En Guatemala, el presidente amagó un auto golpe al estilo Serrano Elías -frenado quizá por algún “poder superior”- dejando en el ambiente la certeza de que la débil democracia, conseguida después de 36 años de un sangriento conflicto armado interno, no tiene la suficiente fuerza para salir indemne de los constantes embates de gobiernos corruptos vinculados íntimamente a las fuerzas castrenses y grupos empresariales que han dominado durante décadas la vida de esa nación. Con un estilo imitado de otros dictadores, Morales se lanzó de lleno a defender su posición declarando abiertamente la guerra a quienes pretenden consolidar el estado de Derecho, fortalecer al sistema de administración de justicia, terminar con la corrupción y acabar con la impunidad. Su mensaje desde el palacio de gobierno y rodeado de oficiales de las fuerzas armadas afianzó la convicción de que el mandatario no es más que un peón controlado y sostenido por el ejército.

La respuesta de la ciudadanía ante el cuadro desolador de los poderes del Estado, transformados en reductos seguros para garantizar privilegios e inmunidad a quienes delinquen desde las instituciones públicas, no tiene siquiera la fuerza suficiente para provocar inquietud en esos círculos. La sociedad civil ha sido fragmentada a través de insidiosas campañas anónimas desde centros de control informático y desde medios de comunicación favorecidos por los políticos de turno. También ha tenido un efecto devastador el acoso, las amenazas y asesinatos contra líderes comunitarios y periodistas cuyo trabajo ha puesto en descubierto actos flagrantes de corrupción.

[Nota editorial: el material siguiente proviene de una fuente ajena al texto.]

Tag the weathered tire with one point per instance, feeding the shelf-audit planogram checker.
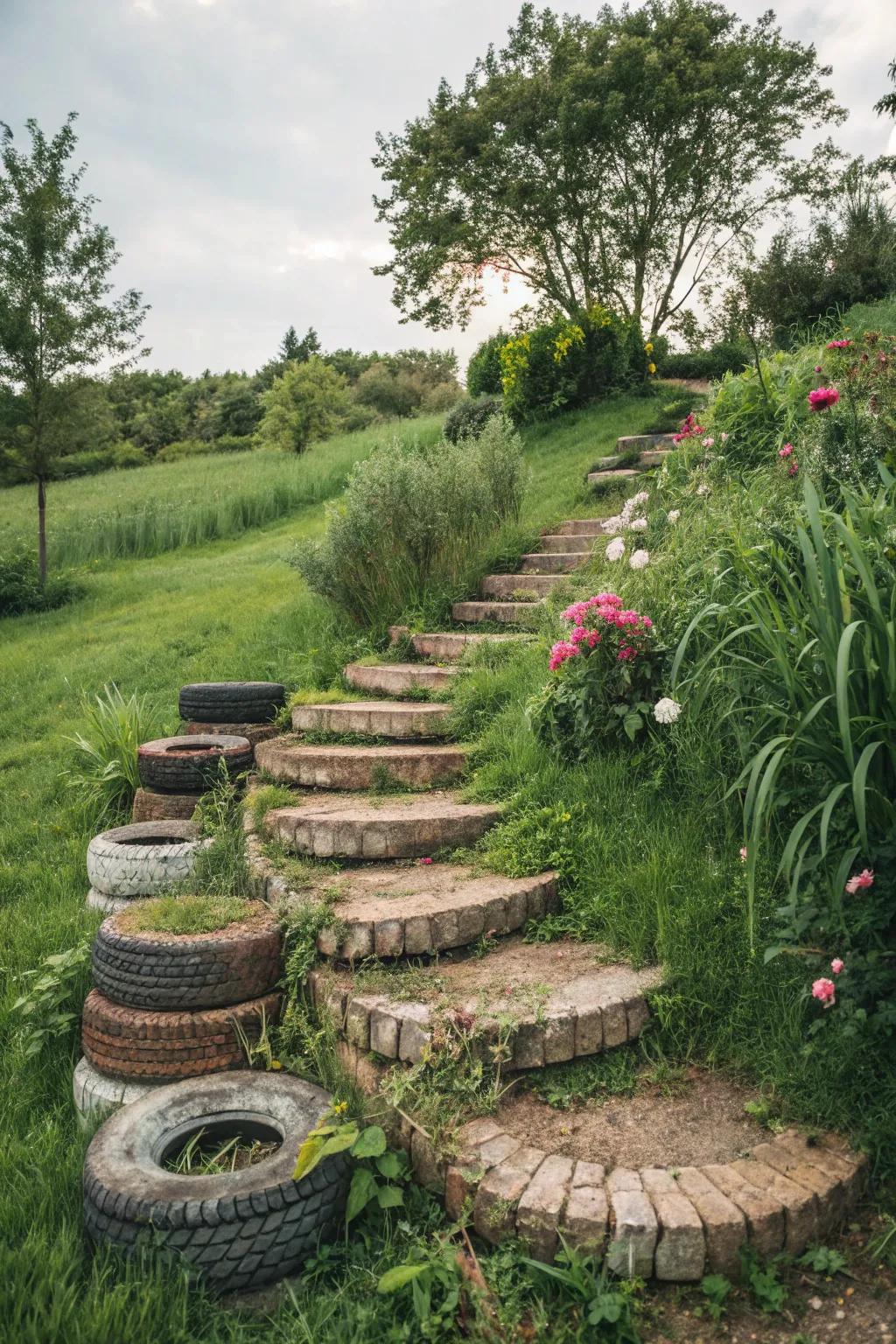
(190, 764)
(140, 859)
(97, 1096)
(231, 702)
(240, 1230)
(188, 970)
(163, 1046)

Es tan descarada la manera como los funcionarios se blindan contra la acción de la justicia que dejan pocas probabilidades de verse afectados por manifestaciones de protesta, la mayoría de ellas debilitadas por el miedo a las consecuencias y la pasividad de una parte importante de la población, por lo tanto carentes del impacto necesario para causar efecto.

Este cuadro no es exclusivo de Guatemala. Ya sucede algo similar en Honduras, Nicaragua, Brasil, Argentina y otras naciones en donde las democracias conquistadas a fuerza de grandes sacrificios y enormes pérdidas humanas, se debilitan aceleradamente en esta suerte de “neo guerra fría” en donde la influencia de las grandes corporaciones y los intereses geopolíticos de Estados Unidos constituye una marca de identidad largamente conocida en nuestro continente. Las consecuencias del perverso juego de poner y quitar dictaduras, negociar con los grupos económicos, romper acuerdos y crear otros más convenientes a sus intereses ha causado el empoderamiento de grupos criminales cuyos tentáculos en el cuerpo institucional de los Estados les ha convertido en un poder paralelo con trágicas consecuencias para las democracias latinoamericanas.

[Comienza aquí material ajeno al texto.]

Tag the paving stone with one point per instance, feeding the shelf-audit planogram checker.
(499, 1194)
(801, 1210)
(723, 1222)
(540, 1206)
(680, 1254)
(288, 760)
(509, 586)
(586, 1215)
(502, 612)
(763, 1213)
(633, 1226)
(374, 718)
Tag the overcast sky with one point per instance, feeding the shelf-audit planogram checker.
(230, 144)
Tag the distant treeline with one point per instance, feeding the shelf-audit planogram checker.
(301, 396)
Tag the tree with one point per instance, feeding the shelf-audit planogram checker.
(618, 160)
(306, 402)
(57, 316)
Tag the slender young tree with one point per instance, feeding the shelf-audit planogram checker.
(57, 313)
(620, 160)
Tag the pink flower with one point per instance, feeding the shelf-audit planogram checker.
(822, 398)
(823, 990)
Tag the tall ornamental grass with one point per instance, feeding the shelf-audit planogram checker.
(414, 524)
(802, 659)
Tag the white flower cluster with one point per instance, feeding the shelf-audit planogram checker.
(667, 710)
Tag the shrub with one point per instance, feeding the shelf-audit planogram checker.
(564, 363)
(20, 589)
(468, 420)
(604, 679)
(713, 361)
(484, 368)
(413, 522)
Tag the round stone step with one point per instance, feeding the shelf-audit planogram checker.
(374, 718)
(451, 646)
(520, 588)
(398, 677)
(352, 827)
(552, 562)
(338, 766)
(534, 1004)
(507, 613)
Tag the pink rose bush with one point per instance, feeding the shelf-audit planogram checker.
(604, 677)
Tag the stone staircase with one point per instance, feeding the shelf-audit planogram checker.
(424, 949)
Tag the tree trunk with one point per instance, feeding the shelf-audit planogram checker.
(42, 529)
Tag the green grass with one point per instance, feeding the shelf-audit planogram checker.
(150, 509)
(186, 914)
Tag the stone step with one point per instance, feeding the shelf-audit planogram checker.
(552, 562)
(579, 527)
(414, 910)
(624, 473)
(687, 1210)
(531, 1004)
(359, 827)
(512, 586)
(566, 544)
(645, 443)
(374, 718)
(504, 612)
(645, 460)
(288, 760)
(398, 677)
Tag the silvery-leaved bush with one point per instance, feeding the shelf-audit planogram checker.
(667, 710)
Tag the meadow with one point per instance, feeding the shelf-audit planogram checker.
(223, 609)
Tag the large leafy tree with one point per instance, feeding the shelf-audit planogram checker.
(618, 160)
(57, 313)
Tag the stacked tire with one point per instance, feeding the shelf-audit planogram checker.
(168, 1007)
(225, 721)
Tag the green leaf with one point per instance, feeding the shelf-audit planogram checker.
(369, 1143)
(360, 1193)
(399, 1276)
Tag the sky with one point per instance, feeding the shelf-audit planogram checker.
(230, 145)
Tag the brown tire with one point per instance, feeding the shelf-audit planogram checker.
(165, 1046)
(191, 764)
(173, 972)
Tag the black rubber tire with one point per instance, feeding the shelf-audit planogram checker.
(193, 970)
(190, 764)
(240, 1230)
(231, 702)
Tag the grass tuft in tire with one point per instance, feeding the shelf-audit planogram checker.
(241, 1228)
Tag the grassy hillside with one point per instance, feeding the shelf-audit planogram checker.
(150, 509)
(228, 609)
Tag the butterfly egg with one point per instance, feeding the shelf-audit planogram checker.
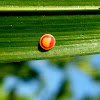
(47, 41)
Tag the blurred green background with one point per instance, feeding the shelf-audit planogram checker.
(76, 78)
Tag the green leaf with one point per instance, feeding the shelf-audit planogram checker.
(75, 25)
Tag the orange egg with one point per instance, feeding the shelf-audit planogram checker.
(47, 41)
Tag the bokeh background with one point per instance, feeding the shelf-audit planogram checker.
(76, 78)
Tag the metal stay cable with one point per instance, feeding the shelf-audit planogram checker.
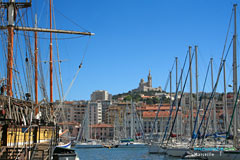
(199, 106)
(171, 110)
(212, 94)
(58, 56)
(160, 103)
(179, 102)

Lo sucedido en Guatemala durante los días pasados marca un regreso a las épocas más oscuras de las dictaduras de los años 80 en muchos los países del continente. Esta nueva guerra contra los derechos ciudadanos, con el ingrediente adicional de una renovada política represiva hacia grupos de mujeres, diversidad sexual, defensores del ambiente y pobladores opuestos a las explotaciones mineras que no dejan ningún beneficio, aumenta la presión del caldero y expone al país a una explosión social de nefastas consecuencias. Ante esto, la única respuesta posible es un movimiento de unidad ciudadana capaz de anular el efecto de las estrategias divisionistas de sus enemigos más cercanos y más peligrosos: sus propios gobernantes.